- Born: Matthew Ryan McGinley February 24, 1983 (age 42)
- Origin: New York, United States
- Genres: Hip hop; indie;
- Occupations: Musician, drummer
- Instrument: Multi-instrumental
- Years active: 1997–present
- Labels: Fueled by Ramen, Atlantic
- Website: mattmcginleymusic.com

= Matt McGinley =

American drummer

Matthew Ryan "Matt" McGinley (born February 24, 1983) is an American musician and drummer, best known as the co-founder and drummer of Gym Class Heroes and a contributing music producer to the nationally syndicated radio program This American Life.

==Career==
Matt McGinley is the drummer and co-founder of the band Gym Class Heroes (Atlantic Records). McGinley is a composer whose original music has been used in narrative radio and podcast programming. His work can be heard on series including This American Life, as well as podcasts such as S-Town, Nice White Parents, The Trojan Horse Affair, Question Everything, and season three of Serial.

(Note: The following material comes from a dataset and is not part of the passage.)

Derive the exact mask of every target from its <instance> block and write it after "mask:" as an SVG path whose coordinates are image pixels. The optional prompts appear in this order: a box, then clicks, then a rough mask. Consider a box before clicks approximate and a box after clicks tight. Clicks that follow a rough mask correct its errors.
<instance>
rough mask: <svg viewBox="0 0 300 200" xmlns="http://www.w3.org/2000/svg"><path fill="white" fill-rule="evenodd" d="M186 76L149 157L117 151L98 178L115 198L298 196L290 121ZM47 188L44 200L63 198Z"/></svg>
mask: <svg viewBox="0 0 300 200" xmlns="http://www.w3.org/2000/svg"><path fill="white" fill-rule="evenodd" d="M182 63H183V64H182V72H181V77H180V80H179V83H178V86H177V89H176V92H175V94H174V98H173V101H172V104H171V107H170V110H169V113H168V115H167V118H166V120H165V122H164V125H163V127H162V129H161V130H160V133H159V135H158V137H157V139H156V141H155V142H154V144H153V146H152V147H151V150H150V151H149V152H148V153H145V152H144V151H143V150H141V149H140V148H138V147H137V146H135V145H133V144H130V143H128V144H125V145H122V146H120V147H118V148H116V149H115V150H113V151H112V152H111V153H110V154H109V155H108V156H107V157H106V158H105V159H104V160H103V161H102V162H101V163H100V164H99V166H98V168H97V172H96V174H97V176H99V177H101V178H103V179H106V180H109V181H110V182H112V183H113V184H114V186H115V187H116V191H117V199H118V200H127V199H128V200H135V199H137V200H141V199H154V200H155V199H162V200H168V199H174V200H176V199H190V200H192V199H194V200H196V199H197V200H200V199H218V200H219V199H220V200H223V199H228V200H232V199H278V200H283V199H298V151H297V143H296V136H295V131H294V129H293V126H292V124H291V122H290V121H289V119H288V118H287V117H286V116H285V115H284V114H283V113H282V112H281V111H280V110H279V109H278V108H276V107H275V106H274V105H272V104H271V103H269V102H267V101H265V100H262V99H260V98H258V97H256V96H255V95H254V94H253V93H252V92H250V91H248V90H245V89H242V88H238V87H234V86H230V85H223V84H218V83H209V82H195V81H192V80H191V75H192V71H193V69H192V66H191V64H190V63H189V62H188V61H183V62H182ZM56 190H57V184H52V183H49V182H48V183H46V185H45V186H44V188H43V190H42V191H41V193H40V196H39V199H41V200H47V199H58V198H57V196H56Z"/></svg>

His work also includes music for commercial advertising and broadcast projects. In 2024, he received a Bronze Award for Best Original Score from the London International Awards and a Bronze Award for Use of Music in Film & Video from the Clio Music Awards.

In addition to his compositional work, McGinley has toured as a musician with artists such as Ryn Weaver, Ra Ra Riot, Wafia, and Ben Abraham.

==Education==
McGinley attended the State University of New York at Oneonta from 2001 to 2004 and holds a B.A. from Boston University, which he pursued while touring with Gym Class Heroes.